掙扎的她愣住了,任由自己的身體一點一點的下沉,跟她此刻的心一般,在感覺到自己要沉到水底時,還是有人將她救出,接着她被帶出了水面,這夏天落入水裡本是不會冷,可她卻凍得發抖。
“葉甄!沒事了。”她聽見他好聽的聲音叫着另外一個女人。讓她靠在他的懷裡,拍着她的後背,這樣的畫面跟他在王府救她落水時一樣。
她沒有聽見周圍吵雜的聲音,梨落知道有很多人在說話,她側過臉,發現自己靠在的是希澤的懷裡,她扯出一點笑。可他的衣服卻又是乾的。不是他救她出水的,“天氣熱,這樣挺涼快。”她笑着離開希澤的懷裡。
“既然涼快要不要,在泡一會兒,再喝幾口水。”希澤月白的衣衫被沾溼。看她站起來,淡藍色的衣裙滴着水,單薄的衣衫貼在身體上,頭髮溼漉漉的貼在臉上。她下意識的摸着發間的梨花簪,發現已經不在,梨落停了下來。半響又挪開步子。身後是葉甄嚶嚶的哭泣聲。跟亂叫的蟬鳴。

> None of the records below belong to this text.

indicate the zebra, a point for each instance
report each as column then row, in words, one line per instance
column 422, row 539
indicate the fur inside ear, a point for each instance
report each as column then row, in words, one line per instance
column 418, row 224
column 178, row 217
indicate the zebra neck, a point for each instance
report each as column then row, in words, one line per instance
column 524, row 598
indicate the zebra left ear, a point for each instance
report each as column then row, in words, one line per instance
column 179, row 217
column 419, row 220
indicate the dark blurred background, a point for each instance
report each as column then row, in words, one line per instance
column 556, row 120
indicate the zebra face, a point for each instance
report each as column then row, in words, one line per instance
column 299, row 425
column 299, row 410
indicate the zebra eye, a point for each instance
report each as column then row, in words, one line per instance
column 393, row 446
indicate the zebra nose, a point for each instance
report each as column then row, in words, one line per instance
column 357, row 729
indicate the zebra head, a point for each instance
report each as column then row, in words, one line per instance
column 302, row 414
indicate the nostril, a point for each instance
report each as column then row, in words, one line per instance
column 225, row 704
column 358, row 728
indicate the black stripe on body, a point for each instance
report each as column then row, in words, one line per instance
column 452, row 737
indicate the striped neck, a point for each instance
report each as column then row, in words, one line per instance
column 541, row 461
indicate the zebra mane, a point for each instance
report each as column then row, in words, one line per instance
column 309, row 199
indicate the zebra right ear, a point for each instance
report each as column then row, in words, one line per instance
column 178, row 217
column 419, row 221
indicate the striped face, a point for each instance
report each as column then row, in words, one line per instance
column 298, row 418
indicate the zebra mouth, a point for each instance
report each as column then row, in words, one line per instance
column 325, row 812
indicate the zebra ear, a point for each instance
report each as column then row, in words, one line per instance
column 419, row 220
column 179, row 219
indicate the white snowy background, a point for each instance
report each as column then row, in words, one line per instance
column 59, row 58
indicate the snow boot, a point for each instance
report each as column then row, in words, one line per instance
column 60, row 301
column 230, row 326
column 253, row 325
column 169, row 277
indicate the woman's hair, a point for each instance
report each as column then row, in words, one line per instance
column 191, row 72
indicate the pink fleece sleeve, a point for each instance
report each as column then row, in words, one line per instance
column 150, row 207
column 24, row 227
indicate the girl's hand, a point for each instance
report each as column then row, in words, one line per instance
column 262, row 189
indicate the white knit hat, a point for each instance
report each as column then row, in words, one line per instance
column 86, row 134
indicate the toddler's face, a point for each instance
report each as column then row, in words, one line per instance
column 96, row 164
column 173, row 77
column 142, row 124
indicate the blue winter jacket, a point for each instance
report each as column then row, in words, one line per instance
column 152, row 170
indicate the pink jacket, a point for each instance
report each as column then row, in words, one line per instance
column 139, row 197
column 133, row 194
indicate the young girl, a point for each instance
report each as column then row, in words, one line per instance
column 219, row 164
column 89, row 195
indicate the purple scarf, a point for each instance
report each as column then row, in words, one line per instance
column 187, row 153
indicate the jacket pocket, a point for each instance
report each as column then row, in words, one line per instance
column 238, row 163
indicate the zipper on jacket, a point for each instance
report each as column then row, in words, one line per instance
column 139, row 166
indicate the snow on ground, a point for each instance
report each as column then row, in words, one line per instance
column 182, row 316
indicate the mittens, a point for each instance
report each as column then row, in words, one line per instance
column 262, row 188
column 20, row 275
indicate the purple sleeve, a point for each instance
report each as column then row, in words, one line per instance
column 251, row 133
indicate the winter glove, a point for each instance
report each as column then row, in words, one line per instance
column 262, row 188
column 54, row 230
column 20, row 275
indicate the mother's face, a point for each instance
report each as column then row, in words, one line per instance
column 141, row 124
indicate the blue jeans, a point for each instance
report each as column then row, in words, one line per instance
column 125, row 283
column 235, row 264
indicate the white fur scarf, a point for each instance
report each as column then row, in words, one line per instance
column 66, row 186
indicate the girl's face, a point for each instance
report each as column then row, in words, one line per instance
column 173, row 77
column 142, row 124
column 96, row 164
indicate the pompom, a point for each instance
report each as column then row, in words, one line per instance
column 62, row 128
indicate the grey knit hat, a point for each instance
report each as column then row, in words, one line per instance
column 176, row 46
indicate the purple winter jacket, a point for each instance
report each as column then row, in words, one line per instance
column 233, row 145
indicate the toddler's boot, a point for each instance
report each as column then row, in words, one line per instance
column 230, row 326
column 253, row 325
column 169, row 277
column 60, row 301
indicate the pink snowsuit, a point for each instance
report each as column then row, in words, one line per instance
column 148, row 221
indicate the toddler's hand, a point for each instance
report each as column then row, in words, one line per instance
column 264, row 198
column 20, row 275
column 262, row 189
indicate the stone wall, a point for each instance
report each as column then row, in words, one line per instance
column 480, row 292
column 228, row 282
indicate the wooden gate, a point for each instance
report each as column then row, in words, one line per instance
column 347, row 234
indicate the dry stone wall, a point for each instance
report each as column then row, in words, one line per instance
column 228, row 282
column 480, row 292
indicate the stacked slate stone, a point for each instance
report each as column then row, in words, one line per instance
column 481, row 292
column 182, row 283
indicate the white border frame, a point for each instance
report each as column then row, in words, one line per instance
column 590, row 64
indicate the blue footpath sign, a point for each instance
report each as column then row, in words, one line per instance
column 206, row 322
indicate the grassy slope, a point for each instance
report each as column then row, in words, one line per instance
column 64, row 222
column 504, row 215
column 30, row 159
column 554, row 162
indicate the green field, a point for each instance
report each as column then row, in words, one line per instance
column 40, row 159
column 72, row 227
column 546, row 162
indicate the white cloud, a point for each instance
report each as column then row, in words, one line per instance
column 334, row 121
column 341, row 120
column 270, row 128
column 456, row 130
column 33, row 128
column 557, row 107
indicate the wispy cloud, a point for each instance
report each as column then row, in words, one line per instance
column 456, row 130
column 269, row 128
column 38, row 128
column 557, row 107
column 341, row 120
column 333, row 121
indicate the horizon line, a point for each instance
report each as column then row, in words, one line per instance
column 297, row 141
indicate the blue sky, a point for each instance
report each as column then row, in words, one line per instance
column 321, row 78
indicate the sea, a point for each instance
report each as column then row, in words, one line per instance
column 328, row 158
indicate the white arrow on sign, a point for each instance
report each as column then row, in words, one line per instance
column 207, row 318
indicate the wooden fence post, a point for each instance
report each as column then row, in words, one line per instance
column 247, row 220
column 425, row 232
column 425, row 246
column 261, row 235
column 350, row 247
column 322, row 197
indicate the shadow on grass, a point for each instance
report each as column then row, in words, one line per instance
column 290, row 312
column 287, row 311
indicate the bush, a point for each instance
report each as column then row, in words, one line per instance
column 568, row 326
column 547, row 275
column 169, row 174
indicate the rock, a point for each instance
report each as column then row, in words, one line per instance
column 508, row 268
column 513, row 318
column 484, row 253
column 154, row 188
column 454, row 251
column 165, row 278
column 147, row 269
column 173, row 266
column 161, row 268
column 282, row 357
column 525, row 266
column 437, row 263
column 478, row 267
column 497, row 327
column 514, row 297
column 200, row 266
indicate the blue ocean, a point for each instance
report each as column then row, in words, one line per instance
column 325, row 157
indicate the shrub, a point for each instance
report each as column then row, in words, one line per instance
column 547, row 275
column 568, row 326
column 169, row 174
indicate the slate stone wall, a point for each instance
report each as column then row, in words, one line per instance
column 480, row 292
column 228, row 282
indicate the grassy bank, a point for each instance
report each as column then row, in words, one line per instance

“臣弟,先行告退。葉甄身子弱又受了驚嚇。這棋改日再同皇上下。”他的話很清晰的傳到她的耳中,讓她的步子有些釀蹌。“改日再下。照顧好弟妹。這落兒太調皮。唉!”希澤淺笑。幾步上前攔腰將梨落抱起。面色又沉靜。兩個男人抱着兩個落水的女人,向着不同的方向。祁淵抱着葉甄的手緊的葉甄吃疼。
她的淚滾燙的落在希澤胸前。她的嘴脣上被自己咬出道血痕。梨落倔強的不讓自己哭出聲音,連這淚她都想給它逼回去。可是這一點她沒能做到。
宮女伺候她泡了熱水澡,太醫也開了藥,她仰面躺着在牀上,“若想哭便哭吧!”希澤再進來時也已經換好了衣服,立在了牀邊,手裡拿着個藍色印白花的瓷瓶。“剛剛是因爲怕自己被淹死所以才哭的,淹死的人會變成水鬼。我覺得不好。我死後是想到天上去的。”
“原來是這樣。”希澤坐下將沾了藥膏的手指撫到她紅腫的臉上,一點一點的擦着。嘴角抿出點笑。“謝謝”她心裡不好受,那個愛她的男人,她愛的男人,沒有救她一句關心的話也沒有。甚至都沒有看她一眼,那感覺讓她覺得心碎。“謝我什麼?”清涼的藥膏在他的指尖慢慢的蘊開。他的表情認真。
“謝你給我塗藥膏,我不想毀容。”她想謝他是他抱着自己走完了回落櫻軒的路。當祁淵對葉甄說那些話,再發現髮簪不見時,她有一瞬間怕自己會沒出息的倒下,那樣很丟臉。
“唉!總不能不管你不是?本就算不上個美人。現在臉又腫了”他輕嘆一聲,看了眼她微微腫起的臉,梨落接不上話,也沒有心思去思考他的話。“誰說的,我若是不好看,玄冥怎麼會喜歡我。”梨落道,“呵呵!後悔回來嗎?”希澤問她,梨落的表情又淡了。“我若不回來,他就不在了,是不是?他活着就好。”梨落說完這話覺得自己還真偉大,跟閒書中癡情的女人一樣。
她坐了起來靠在牀頭,希澤起身背對着她倒茶的手輕輕一抖,灑了些許茶水到桌上。後轉身過來將茶杯遞給她。並未對她的話發表任何觀點。“落兒!你好像忘記了你現在在我身邊。”希澤撫摸着她的臉手指溫熱。他的眼神深邃的看她,嘴角的笑有點冷。梨落睜大了眼睛,他的話是在提醒她注意自己的言行嗎?“記得,所以我好好的待着。”梨落道。
“你若想走隨時都可以”他笑着說。梨落搖頭,“你的心思我多少也能猜到些,你留我下來並不是我真的有趣,這宮裡頭有趣的人太多。你怎會覺得我有趣呢?我若走了,他就要死甚至他整個王府的人。”這是她的想法,從答應希澤留下來時,她便知道這一生再踏不出這宮闈。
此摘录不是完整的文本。